Within a matter of minutes Tuesday morning, Pro Football Hall of Famer Deion Sanders and his sons Deion Sanders Jr., 23, and Shedeur Sanders, 15, gathered $9,991.64 worth of merchandise on flatbed carts at Sam’s Club in Tyler.
Their carts were filled with daily necessities such as soap, deodorant, paper towels, water, detergent and more. A few boxes of honey buns were even added to the mix.
But the family didn’t make the shopping trip for themselves.
As part of a two-minute shopping spree challenge - which featured a few time extensions - issued by RetailMeNot, Deion gathered items that will be donated to The Salvation Army to provide relief to victims of the tornadoes that struck Van Zandt County on April 29.

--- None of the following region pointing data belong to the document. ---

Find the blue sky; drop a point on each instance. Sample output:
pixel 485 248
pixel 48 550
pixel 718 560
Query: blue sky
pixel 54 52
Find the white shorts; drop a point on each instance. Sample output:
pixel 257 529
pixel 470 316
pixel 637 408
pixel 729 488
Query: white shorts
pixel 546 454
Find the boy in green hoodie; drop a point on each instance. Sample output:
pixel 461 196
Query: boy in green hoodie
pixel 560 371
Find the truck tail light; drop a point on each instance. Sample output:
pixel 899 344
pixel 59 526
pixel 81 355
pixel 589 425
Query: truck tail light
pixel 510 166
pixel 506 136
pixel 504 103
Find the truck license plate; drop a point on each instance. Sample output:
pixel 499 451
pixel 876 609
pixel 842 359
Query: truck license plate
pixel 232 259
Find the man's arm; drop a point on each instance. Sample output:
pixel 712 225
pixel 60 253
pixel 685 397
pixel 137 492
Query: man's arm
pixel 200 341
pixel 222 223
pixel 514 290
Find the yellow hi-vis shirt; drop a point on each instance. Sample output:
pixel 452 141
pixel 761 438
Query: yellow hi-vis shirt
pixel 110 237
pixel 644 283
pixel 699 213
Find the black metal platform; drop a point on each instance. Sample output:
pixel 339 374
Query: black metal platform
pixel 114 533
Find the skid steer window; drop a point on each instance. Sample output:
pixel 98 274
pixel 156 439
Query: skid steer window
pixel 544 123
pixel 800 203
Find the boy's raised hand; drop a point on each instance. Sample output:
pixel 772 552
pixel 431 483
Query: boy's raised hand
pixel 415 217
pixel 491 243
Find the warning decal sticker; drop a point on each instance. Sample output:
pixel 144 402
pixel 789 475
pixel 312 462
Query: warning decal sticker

The tragedy hit very close to home for Deion, who owns property in Canton and travels to the town frequently.
“It barely missed us,” Deion said. “We understood that there is a need, and we’re blessed enough to meet the need so why not.”

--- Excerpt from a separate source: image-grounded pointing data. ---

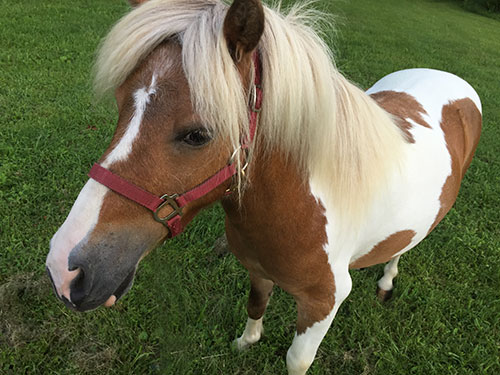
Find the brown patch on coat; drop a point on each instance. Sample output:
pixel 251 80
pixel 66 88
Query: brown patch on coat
pixel 461 125
pixel 385 250
pixel 157 163
pixel 286 246
pixel 403 107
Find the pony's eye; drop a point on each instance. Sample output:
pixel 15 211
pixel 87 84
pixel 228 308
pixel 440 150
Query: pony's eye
pixel 197 137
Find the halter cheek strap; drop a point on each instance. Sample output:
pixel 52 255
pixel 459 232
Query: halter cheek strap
pixel 154 203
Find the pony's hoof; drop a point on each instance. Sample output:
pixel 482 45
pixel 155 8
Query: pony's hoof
pixel 220 245
pixel 240 345
pixel 384 295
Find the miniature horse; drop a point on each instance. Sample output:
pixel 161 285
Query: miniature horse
pixel 243 105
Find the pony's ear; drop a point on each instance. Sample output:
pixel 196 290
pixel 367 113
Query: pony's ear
pixel 135 3
pixel 243 27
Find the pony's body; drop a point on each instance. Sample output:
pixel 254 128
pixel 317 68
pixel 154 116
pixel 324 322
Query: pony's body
pixel 336 178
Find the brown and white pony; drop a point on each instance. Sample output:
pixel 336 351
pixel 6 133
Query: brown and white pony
pixel 325 179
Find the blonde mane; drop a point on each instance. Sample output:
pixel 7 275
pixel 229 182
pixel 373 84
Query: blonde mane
pixel 339 137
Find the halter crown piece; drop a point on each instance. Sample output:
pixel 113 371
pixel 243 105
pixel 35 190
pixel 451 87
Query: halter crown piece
pixel 177 201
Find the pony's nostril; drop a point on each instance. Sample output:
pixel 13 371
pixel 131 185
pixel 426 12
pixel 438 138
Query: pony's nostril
pixel 80 287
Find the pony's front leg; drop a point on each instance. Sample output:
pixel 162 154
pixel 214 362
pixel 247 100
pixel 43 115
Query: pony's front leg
pixel 260 291
pixel 306 342
pixel 385 284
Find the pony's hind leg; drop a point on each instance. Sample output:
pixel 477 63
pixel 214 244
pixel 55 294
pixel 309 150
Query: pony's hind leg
pixel 385 284
pixel 306 342
pixel 260 291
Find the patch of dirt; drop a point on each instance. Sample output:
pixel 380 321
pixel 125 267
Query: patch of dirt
pixel 29 312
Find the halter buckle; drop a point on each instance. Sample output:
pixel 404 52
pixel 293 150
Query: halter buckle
pixel 171 201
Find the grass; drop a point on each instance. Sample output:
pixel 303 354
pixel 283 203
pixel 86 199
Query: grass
pixel 188 303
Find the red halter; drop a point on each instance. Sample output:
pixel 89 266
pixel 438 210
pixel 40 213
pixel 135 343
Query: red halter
pixel 154 203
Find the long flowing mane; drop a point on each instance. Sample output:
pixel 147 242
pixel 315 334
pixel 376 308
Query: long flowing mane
pixel 340 138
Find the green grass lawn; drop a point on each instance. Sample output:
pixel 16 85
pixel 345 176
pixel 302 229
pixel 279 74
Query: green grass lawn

Katie Hammill, public relations manager at RetailMeNot, said the idea for Deion to participate in the challenge - which allowed him to collect up to $10,000 worth of merchandise - came about last month after he expressed his passion for helping the Canton community. She said the goal for the day was to help as many people as possible.
“I think it will help not only other athletes to be inspired (to help), but the local community as well,” she said.
In preparation for the challenge, Deion mapped out the store on Monday to locate some of the items victims of the tornado would need the most.
Once it began, Deion said he and his sons - along with a few other helping hands - faced several challenges but were able to grab a lot of important items.
“The game plan was executed,” Deion said. “We had a couple of turnovers, but we got back in it.
“We changed the game plan at halftime, and we came back out with the right focus and mindset.”
Vanity Bell of Canton was one of several people who were affected by the tornado in Canton and who came to watch Deion take part in the challenge.
She said she and her four children lost their home in the tornado and are living out of boxes in a building that once served as her grandmother’s store.
“I think it's amazing that he’s helping like this, that he cares this much,” she said.